Mais les escrocs sont toujours plus audacieux. Dans l’une des dernières versions qui circulent, le titre de l’objet de l’e-mail contient un mot de passe de la personne visée, ce qui rend l’attaque bien plus crédible.
«J’ai pensé qu’on avait piraté mon ordinateur»
C’est ce qui est arrivé à Dora*, 25 ans. «Je me suis dit que si le maître chanteur connaissait mon mot de passe, c’est qu’il avait réussi à pirater mon ordinateur!», raconte l’étudiante. Comme elle, d’innombrables personnes ont reçu ce genre de menaces au cours des derniers mois. Les membres de la rédaction de Blick ont aussi reçu plusieurs e-mails de ce type. Les destinataires sont toutes des femmes, ce qui pourrait toutefois être une coïncidence.
La méthode? L’expéditeur prétend avoir piraté l’ordinateur de la victime et de l’avoir filmée en train de se masturber devant un film à caractère pornographique. Si le montant exigé n’est pas versé, la vidéo sera envoyée aux proches des personnes concernées et publiée en ligne, menace l’e-mail.
Les escrocs donnent même une marche à suivre pour payer «Si tu ne sais pas comment transférer des bitcoins, google 'how to buy bitcoin'». Comme preuve présumée de la compromission de l’ordinateur, ils indiquent un mot de passe que la destinataire a utilisé une fois ou utilise encore.
«Fake-Sextortion»
Il s’agit toutefois d’un coup de bluff. Les mots de passe proviennent en effet du Dark web. Les mots de passe des utilisateurs y atterrissent après des fuites de données de certaines plateformes et sont disponibles à l’achat. Les escrocs n’ont jamais eu accès à la caméra. Il est certes possible d’infiltrer un ordinateur avec un logiciel malveillant. Mais dans le cas des e-mails de phishing, qui sont envoyés à des centaines, voire milliers, de destinataires, cela reste très improbable, souligne Carola Hug. L’experte en cybersécurité explique: «Pourquoi se donneraient-ils cette peine? La menace a déjà suffisamment efficace sans cela.»
Le taux de réussite est très faible, mais cela suffit. Selon certaines estimations, plus de 22 millions de dollars sont obtenus chaque année dans le monde au travers de ce que l’on appelle la «Fake-Sextortion», du chantage sur objet à caractère sexuel qui n’existe pas.
Rien qu’en Suisse, selon le Centre national de cybersécurité, des maîtres chanteurs ont obtenu des centaines de milliers de francs. «Les escrocs spéculent sur le fait que la plupart d’entre nous ont déjà visité un site pornographique et préfèrent payer par peur d’être embarrassés», explique Carola Hug.
Des enquêtes difficiles
Le procédé est connu de plusieurs services de police cantonaux, certains ont reçu des dénonciations.

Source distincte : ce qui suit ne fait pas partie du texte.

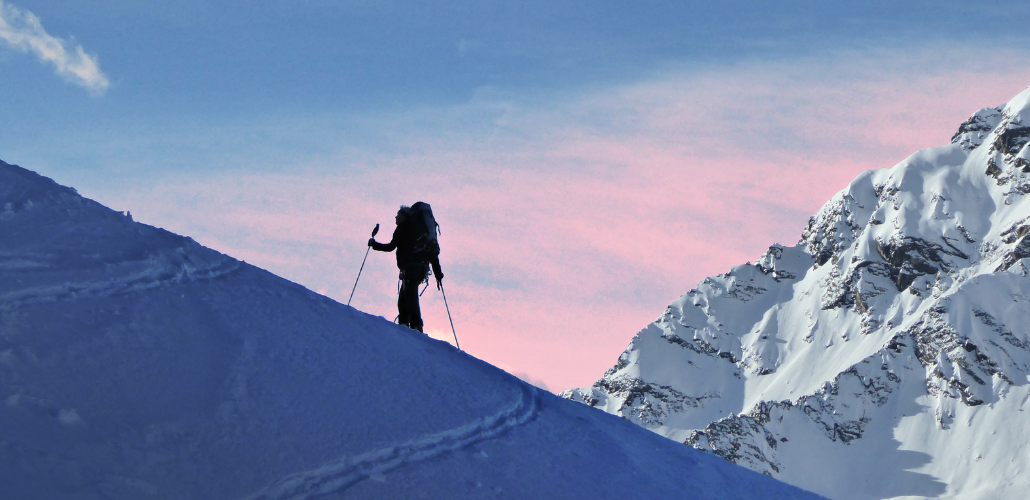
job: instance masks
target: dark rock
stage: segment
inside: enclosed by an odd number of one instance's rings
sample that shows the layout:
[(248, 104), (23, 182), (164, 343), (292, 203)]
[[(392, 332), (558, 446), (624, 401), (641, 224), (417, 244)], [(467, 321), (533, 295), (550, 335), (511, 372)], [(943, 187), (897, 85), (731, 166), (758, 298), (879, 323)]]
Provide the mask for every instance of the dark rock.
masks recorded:
[(981, 109), (959, 125), (958, 132), (951, 136), (951, 143), (961, 144), (962, 149), (967, 151), (975, 149), (983, 143), (983, 137), (994, 130), (1001, 118), (1001, 108)]

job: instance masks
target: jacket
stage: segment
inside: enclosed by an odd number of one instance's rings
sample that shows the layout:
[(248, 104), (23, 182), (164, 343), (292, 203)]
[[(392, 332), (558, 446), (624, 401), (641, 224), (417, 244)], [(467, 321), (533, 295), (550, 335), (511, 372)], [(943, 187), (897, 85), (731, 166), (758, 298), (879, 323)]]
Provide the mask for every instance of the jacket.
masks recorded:
[(411, 264), (426, 264), (433, 266), (433, 275), (437, 279), (443, 278), (443, 271), (440, 269), (440, 257), (433, 252), (427, 252), (425, 249), (416, 248), (418, 242), (418, 234), (415, 227), (405, 222), (398, 224), (397, 228), (393, 230), (393, 238), (390, 239), (389, 243), (379, 243), (378, 241), (372, 243), (372, 249), (380, 252), (392, 252), (397, 250), (397, 268), (403, 270), (405, 266)]

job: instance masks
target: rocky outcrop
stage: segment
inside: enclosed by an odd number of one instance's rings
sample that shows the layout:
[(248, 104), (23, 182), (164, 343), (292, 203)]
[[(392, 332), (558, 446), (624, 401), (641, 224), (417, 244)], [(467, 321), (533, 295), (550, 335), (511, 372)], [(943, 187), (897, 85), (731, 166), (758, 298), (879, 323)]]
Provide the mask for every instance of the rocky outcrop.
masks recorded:
[(984, 137), (1001, 123), (1001, 111), (1002, 108), (997, 107), (984, 108), (973, 113), (973, 116), (959, 125), (958, 132), (951, 136), (951, 143), (962, 146), (966, 151), (978, 148), (983, 144)]

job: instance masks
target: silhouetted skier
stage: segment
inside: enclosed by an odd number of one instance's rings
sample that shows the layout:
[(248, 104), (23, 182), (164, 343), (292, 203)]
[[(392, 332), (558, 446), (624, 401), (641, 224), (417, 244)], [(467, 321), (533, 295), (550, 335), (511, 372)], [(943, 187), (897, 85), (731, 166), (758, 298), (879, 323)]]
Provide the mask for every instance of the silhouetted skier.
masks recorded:
[[(416, 203), (414, 207), (425, 207), (413, 210), (402, 206), (397, 211), (397, 228), (393, 230), (393, 239), (389, 243), (379, 243), (375, 238), (368, 239), (368, 246), (380, 252), (397, 250), (397, 268), (400, 269), (401, 289), (397, 297), (398, 321), (413, 330), (422, 331), (422, 311), (418, 304), (418, 285), (426, 281), (429, 266), (433, 267), (436, 276), (436, 287), (440, 288), (443, 271), (440, 270), (440, 247), (436, 243), (436, 221), (432, 218), (432, 210), (425, 203)], [(432, 221), (432, 228), (427, 227)], [(432, 237), (430, 237), (430, 231)]]

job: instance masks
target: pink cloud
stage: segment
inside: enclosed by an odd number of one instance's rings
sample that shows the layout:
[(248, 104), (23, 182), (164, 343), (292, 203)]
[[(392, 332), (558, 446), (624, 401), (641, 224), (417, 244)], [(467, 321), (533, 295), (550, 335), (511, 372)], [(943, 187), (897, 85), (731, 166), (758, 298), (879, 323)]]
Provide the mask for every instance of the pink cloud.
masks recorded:
[[(861, 171), (947, 143), (1030, 83), (1012, 54), (932, 67), (930, 52), (670, 71), (540, 105), (487, 99), (469, 106), (500, 115), (441, 110), (428, 128), (378, 118), (407, 134), (403, 150), (101, 201), (341, 302), (372, 226), (385, 241), (397, 205), (430, 202), (462, 347), (561, 390), (592, 383), (704, 276), (796, 242)], [(353, 305), (393, 319), (395, 292), (393, 257), (373, 252)], [(438, 294), (423, 298), (427, 328), (450, 339)]]

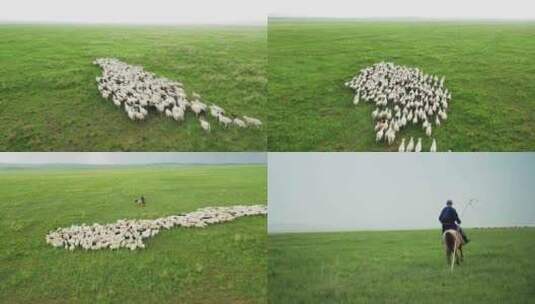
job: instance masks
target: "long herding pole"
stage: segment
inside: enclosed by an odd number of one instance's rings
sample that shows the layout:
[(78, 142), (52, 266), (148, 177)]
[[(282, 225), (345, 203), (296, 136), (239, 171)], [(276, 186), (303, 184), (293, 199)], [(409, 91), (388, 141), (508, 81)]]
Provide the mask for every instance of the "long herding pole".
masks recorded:
[(464, 216), (464, 213), (466, 212), (468, 206), (474, 206), (475, 202), (477, 202), (477, 198), (471, 198), (470, 200), (468, 200), (468, 202), (464, 205), (463, 211), (461, 212), (461, 217)]

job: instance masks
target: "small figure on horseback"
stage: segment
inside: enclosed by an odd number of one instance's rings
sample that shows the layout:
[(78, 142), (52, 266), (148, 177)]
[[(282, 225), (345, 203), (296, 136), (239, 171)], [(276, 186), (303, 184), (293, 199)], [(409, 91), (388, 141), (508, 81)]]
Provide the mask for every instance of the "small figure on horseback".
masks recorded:
[(448, 200), (446, 207), (440, 212), (438, 220), (442, 223), (442, 241), (446, 250), (446, 260), (448, 264), (451, 264), (453, 270), (454, 263), (462, 262), (464, 258), (463, 245), (468, 244), (470, 240), (459, 226), (461, 220), (452, 205), (453, 202)]
[(134, 203), (136, 203), (136, 205), (138, 205), (140, 207), (145, 207), (145, 197), (143, 196), (143, 194), (141, 195), (140, 198), (135, 199)]

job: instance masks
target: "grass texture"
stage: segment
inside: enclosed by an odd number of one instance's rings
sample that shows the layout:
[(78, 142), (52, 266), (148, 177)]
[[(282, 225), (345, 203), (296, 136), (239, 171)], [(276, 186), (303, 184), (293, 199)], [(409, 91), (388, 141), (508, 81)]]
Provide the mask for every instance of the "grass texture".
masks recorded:
[[(266, 202), (265, 166), (0, 171), (0, 302), (265, 303), (266, 218), (173, 228), (130, 251), (45, 243), (72, 224)], [(146, 207), (135, 206), (141, 194)]]
[(344, 86), (380, 61), (446, 77), (448, 120), (439, 151), (535, 149), (535, 23), (270, 19), (270, 151), (397, 151), (375, 142), (372, 104)]
[(450, 272), (439, 230), (269, 236), (269, 303), (530, 303), (535, 229), (467, 229)]
[(116, 57), (265, 122), (264, 27), (0, 25), (2, 151), (265, 151), (266, 129), (205, 134), (156, 110), (131, 121), (102, 98), (93, 60)]

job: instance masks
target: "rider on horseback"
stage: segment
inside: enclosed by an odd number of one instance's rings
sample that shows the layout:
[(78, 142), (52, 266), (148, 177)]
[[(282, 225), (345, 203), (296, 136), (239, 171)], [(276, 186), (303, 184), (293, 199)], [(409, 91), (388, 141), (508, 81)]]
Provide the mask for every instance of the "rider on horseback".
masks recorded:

En 2018, l’Office fédéral de la police recueillait déjà des retours à ce sujet. Les criminels n’ont pas cessé d’affiner leurs méthodes, comme le montrent les radars de phishing et les messages sur la plateforme Bitcoin Abuse. Parfois, un rappel à l’ordre est envoyé un jour après le premier courriel.

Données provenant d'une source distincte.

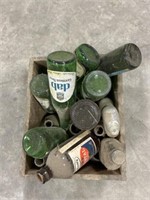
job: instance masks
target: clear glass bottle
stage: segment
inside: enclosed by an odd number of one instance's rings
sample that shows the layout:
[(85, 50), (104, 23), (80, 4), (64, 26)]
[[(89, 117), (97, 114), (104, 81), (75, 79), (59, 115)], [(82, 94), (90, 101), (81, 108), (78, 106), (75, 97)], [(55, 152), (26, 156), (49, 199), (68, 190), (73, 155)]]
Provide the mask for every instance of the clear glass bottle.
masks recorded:
[(47, 57), (47, 72), (52, 105), (60, 126), (67, 129), (70, 121), (69, 108), (75, 103), (76, 59), (74, 54), (56, 51)]
[(104, 98), (99, 102), (102, 112), (102, 120), (106, 134), (109, 137), (117, 137), (120, 131), (120, 117), (111, 99)]
[(51, 178), (69, 178), (85, 165), (99, 151), (99, 141), (85, 131), (53, 149), (46, 162), (46, 167), (38, 172), (42, 183)]
[(114, 138), (101, 141), (99, 158), (108, 170), (116, 170), (125, 162), (124, 145)]
[(30, 90), (45, 111), (48, 113), (55, 112), (51, 103), (48, 76), (46, 74), (34, 76), (30, 82)]
[(105, 72), (92, 71), (84, 77), (81, 93), (83, 98), (99, 101), (110, 92), (110, 89), (110, 77)]
[(106, 72), (109, 76), (115, 76), (136, 69), (141, 61), (140, 49), (135, 44), (128, 43), (102, 55), (98, 69)]
[(36, 127), (25, 133), (22, 146), (27, 155), (43, 159), (53, 148), (67, 139), (66, 131), (60, 127)]

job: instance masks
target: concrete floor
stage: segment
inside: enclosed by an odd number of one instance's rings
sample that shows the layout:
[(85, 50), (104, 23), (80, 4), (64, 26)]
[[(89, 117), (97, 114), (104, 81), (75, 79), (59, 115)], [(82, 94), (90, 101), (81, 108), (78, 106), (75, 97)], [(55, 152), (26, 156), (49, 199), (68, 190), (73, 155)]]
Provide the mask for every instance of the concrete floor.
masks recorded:
[[(150, 1), (0, 0), (0, 200), (150, 199)], [(21, 175), (28, 62), (81, 43), (106, 53), (136, 43), (143, 62), (124, 74), (127, 181)]]

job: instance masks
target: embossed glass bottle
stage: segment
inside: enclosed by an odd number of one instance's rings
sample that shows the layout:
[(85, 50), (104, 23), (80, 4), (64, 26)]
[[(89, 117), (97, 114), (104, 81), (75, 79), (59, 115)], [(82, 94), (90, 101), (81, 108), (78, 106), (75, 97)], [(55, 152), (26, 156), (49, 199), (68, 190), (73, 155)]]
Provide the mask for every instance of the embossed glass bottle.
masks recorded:
[(52, 105), (55, 108), (60, 126), (68, 128), (69, 108), (75, 103), (76, 59), (67, 51), (56, 51), (47, 57), (47, 72)]

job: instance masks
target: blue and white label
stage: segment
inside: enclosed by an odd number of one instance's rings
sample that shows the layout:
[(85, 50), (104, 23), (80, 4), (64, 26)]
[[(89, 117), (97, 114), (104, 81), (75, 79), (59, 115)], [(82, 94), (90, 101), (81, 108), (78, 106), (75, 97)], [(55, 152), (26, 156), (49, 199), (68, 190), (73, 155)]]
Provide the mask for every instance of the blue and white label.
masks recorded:
[(58, 72), (48, 70), (50, 92), (53, 98), (60, 102), (68, 101), (75, 89), (75, 72)]

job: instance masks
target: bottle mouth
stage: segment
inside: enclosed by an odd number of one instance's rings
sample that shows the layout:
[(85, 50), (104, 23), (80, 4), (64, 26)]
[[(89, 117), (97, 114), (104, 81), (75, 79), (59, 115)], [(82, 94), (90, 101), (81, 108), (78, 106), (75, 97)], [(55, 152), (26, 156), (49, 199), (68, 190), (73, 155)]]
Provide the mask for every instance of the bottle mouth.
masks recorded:
[(77, 135), (77, 134), (81, 133), (81, 130), (79, 128), (77, 128), (74, 124), (71, 124), (69, 126), (69, 131), (72, 135)]
[(53, 121), (50, 119), (45, 120), (44, 126), (46, 127), (52, 127), (54, 125)]
[(45, 162), (46, 162), (46, 159), (43, 158), (43, 159), (37, 159), (35, 158), (34, 159), (34, 164), (37, 166), (37, 167), (43, 167), (45, 165)]
[(37, 178), (41, 183), (46, 183), (52, 178), (52, 171), (48, 166), (42, 167), (37, 171)]
[(94, 134), (95, 134), (97, 137), (104, 137), (104, 136), (105, 136), (104, 127), (103, 127), (102, 125), (97, 125), (97, 126), (94, 128)]

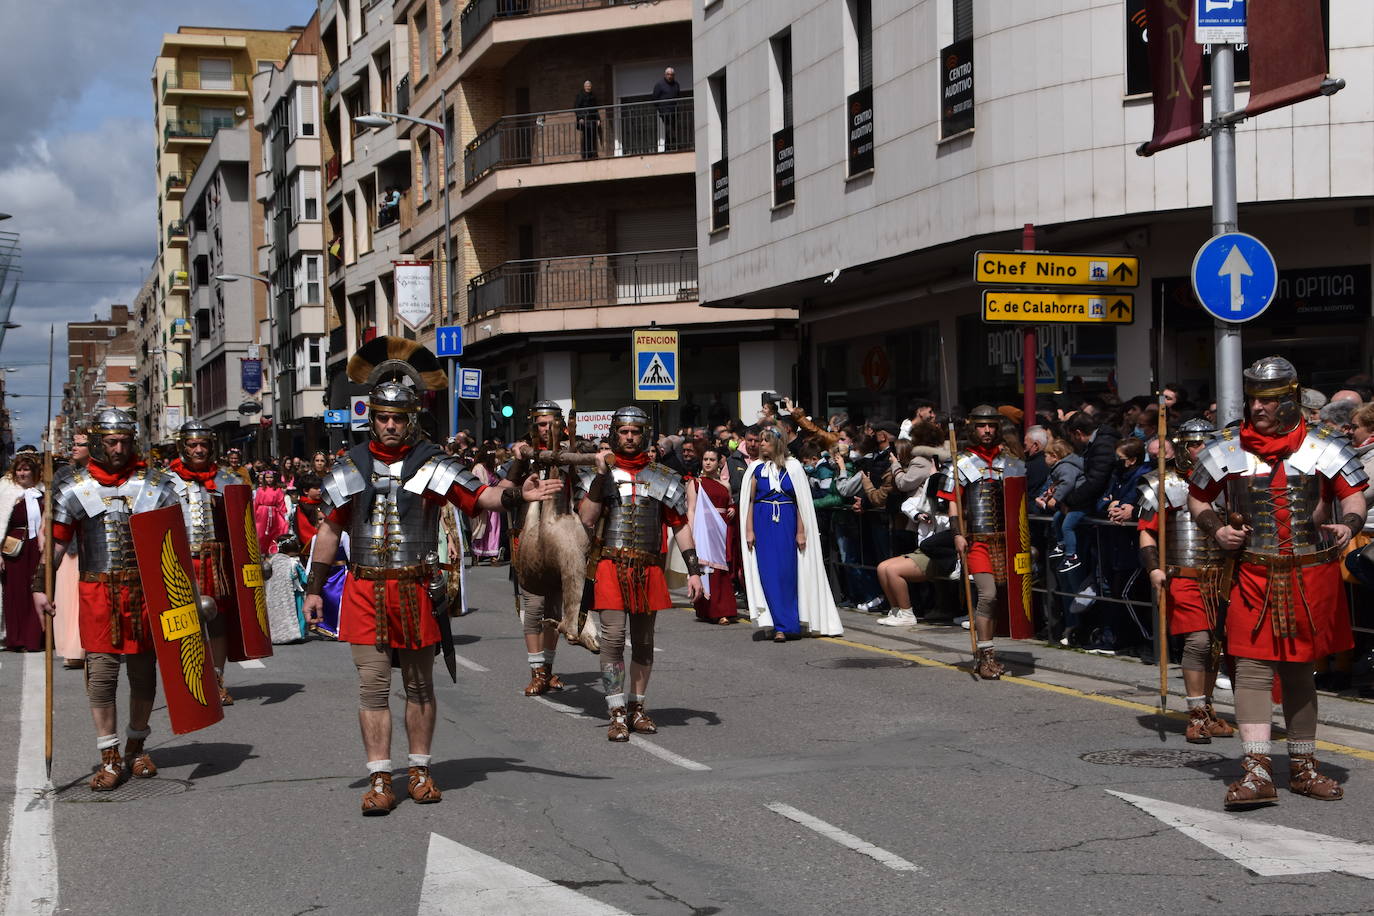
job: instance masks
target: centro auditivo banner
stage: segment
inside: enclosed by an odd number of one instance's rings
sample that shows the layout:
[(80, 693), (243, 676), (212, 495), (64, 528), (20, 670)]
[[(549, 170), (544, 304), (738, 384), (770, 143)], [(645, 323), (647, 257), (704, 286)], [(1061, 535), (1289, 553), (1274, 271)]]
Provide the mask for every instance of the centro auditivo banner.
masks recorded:
[(412, 331), (429, 324), (434, 314), (433, 265), (429, 261), (393, 261), (396, 315)]

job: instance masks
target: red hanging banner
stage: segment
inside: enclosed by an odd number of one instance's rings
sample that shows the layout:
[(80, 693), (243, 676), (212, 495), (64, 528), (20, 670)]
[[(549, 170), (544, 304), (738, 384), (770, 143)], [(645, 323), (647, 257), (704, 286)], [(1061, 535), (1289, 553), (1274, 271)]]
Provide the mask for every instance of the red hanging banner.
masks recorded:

Les enquêtes se sont avérées difficiles jusqu’ici, explique Urs Wigger de la police cantonale lucernoise: «Les comptes des malfaiteurs mènent généralement à des cybercafés publics quelque part dans le monde, où les contrôles sont laxistes, voire inexistants.» Selon Marc Besson de la police cantonale zurichoise, il est important de ne pas donner suite à la demande. Il faut au contraire porter plainte.
«Ne demandez pas non plus de renseignements», avertit Carola Hug. «Si vous répondez à un spam, les escrocs pourraient essayer de faire encore davantage pression», explique-t-elle. Il ne faut donc pas se laisser intimider par ces menaces qui sont sans fondement. Il est toutefois conseillé de changer les mots de passe compromis dans la précipitation.